This is a great blog post from the NY Times about the economic structure of our transportation network.
Gilles Duranton and Matthew Turner’s “Fundamental Law of Traffic Congestion: Evidence From the U.S.” states that vehicle-miles-traveled increases roughly one-for-one with miles of roads built. More highways mean more drivers, so we are never going to build our way out of traffic congestion. People will keep on driving until they are made to pay for that privilege.
Privatization, in principle, offers the possibility of working on both the engineering and economics fronts.
Private road operators or airports will charge higher fees during peak periods to cut down on congestion, and they have incentives to innovate technologically to attract customers and cut costs. Mr. Winston notes that capsule, or pod, hotels, “which enable fliers to nap between flights,” happen to be “available in private airports, but none is available in the United States.

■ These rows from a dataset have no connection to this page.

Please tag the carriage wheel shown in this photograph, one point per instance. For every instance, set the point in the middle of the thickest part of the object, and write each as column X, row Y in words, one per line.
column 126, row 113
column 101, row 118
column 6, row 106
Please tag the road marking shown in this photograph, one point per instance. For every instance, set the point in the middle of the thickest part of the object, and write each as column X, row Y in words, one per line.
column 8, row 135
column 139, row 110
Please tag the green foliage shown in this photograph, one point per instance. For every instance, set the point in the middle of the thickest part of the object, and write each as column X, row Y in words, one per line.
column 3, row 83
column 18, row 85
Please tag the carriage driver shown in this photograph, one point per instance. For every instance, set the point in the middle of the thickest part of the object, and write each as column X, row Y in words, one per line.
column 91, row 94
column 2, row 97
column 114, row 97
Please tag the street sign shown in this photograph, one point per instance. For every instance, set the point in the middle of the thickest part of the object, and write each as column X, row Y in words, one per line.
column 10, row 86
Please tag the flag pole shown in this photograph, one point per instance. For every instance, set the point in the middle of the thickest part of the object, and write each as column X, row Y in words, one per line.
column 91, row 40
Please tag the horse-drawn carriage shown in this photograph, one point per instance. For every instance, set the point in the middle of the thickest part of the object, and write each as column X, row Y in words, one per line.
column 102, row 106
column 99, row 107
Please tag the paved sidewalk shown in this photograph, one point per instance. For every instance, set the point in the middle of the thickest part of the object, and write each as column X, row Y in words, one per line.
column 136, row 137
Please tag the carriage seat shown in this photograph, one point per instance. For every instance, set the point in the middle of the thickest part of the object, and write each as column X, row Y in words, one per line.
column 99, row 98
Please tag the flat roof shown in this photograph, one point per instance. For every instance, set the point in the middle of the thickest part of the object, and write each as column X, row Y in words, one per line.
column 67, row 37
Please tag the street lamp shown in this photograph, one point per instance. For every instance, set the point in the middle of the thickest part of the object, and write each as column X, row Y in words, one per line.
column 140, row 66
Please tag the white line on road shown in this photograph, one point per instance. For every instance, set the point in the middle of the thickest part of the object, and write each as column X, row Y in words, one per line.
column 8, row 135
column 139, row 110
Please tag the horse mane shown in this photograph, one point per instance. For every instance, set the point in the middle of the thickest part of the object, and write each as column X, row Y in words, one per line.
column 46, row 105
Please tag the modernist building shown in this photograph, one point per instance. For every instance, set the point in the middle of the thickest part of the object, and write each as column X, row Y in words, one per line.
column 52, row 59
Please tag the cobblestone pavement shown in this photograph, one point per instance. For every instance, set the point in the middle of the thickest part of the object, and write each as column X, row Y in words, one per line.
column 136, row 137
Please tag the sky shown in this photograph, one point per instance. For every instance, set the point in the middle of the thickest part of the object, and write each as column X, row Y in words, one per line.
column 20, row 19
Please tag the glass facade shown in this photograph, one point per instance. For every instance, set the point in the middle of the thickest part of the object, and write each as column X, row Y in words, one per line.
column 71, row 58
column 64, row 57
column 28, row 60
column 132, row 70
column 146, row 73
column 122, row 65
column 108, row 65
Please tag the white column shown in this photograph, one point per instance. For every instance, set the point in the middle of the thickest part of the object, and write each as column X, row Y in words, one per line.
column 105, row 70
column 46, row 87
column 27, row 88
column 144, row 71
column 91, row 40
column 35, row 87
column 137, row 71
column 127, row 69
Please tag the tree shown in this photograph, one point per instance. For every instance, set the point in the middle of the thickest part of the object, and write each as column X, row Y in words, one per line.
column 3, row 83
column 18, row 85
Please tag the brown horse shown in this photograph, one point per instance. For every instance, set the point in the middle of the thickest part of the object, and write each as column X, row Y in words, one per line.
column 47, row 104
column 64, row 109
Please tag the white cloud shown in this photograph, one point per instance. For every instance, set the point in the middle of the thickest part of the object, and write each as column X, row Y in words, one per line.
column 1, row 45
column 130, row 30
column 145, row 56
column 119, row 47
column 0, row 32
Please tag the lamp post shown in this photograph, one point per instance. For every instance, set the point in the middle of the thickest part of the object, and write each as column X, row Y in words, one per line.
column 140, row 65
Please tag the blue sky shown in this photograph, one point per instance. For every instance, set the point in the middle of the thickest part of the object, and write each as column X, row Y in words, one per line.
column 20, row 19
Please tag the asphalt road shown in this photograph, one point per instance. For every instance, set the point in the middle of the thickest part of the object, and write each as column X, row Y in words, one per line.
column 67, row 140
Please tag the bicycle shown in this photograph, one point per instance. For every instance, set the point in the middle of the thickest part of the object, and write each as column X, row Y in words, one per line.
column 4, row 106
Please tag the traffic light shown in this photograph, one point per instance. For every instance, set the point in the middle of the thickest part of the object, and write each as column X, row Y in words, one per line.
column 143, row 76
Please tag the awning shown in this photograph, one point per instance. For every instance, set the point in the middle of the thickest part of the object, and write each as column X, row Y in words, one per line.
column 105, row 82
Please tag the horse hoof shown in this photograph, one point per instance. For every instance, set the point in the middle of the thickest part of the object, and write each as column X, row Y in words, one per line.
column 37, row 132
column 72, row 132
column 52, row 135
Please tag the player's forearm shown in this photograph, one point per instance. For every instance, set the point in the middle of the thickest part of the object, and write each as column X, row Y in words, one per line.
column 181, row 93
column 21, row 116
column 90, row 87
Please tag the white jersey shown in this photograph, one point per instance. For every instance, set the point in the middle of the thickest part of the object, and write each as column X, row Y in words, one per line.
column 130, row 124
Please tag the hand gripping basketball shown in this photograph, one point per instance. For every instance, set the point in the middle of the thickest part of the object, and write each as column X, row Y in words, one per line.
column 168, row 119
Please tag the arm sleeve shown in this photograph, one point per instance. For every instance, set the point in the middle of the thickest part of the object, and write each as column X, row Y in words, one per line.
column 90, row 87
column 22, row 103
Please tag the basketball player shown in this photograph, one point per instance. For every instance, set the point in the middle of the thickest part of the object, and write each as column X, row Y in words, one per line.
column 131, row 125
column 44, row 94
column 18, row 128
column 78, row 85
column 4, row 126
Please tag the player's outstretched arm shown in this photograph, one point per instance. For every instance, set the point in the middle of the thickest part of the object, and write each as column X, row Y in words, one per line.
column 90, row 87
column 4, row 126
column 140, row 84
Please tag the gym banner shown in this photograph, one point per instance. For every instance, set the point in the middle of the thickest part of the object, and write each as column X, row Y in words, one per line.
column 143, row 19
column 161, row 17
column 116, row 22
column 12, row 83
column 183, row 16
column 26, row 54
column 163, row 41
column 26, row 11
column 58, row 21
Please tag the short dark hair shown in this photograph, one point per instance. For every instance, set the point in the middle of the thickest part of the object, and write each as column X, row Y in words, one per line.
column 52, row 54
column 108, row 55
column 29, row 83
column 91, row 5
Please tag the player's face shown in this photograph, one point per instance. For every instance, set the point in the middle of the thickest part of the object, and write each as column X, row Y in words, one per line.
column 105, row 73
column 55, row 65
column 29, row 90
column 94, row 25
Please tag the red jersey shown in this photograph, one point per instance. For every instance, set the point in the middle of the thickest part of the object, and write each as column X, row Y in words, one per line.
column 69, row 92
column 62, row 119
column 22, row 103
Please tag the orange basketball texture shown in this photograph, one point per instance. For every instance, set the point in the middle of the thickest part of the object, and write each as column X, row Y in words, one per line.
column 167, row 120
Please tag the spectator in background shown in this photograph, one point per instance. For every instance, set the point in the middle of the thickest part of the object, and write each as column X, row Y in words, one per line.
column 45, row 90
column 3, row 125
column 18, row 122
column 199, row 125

Because the public sector controls almost all roads, airports and urban transit, we see the downsides of public control on a daily basis, but we don’t experience the social costs that could accompany privatization …
This issue is all the more relevant here in Miami where elected officials struggle to provide even a basic level of public transit. While privatization might bring unknown social costs, a social cost is already being incurred because of our deficient transit system. The lack of convenient and frequent mass transit opportunities exacerbates problems of social inequity.